Reba Hylton, Haines’ tourism director, said that left organizers scrambling.
“We had planned for there to be a delay,” she said. “Then for it to be early, that is the one thing that none of us foresaw at all.”
That posed new challenges for the already complicated event, which brought more than 100 people to the small, remote town – and required a $100,000 local investment.
Those challenges included booking last minute flights to get everyone here in time. And it gave the athletes significantly less time to prepare.
Typically, they get a chance to check out the mountain face using binoculars the day before the competition. Then they can study the mountain and plot out their runs overnight.
“This time we got the pictures and had a look this morning. And then straight up to it,” Michaela Davis-Meehan, a snowboarder from Australia, said during an interview after the competition.
Davis-Meehan said her run in Haines wasn’t her best. Still, she said Haines lived up to its reputation of being the so-called “Dream Stop.”
“Just riding Alaska, it’s amazing to be here, and I hope we get to come back,” she said. “I think that’s the only place I’ve heard of in Alaska actually: Haines. This is where you come. This is the place to be.”

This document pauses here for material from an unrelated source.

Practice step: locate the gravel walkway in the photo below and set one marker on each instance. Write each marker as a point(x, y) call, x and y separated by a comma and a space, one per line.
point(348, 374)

The winner of the women’s snowboard competition agreed. Mia Jones, from Truckee, California, has been impressive this year, despite it being her first time on the tour.
“The mountains are so incredible. I was so mind blown, and the snow is amazing,” Jones said. “Seeing the spines, it’s unlike anything I’ve ever seen.”
Hale-Woods, the Freeride CEO, said moving the competition up by two days took a lot of work and collaboration between his staff, the athletes and the community. But he thinks the conditions were well worth it.
“Riders who rode yesterday and even today, were saying they had one of their best – if not the best – day of skiing of their lives. And these guys are on skis 150 days a year,” he said.
Asked if the tour would return next year, Hale-Woods said that’s the hope.
“It’s more than on our radar,” he said. “When we organize an event, it’s because we believe that the event has a long term viability.”
Hale-Woods acknowledged that $100,000 is a major investment for Haines, particularly in comparison to the tour’s other stops at major ski resorts.
“We can show what the return on investment is for Haines and the community in terms of, first of all, local spending,” he said. “And then the promotion of Haines, globally, as an incredible skiing destination.”
Hylton, the tourism director, said she’s already thinking about how to secure more corporate sponsorships, to make it more likely the tour can return.
“I do have some concerns about the borough being able to make a contribution so significant again,” she said. “I don’t think that’s feasible.”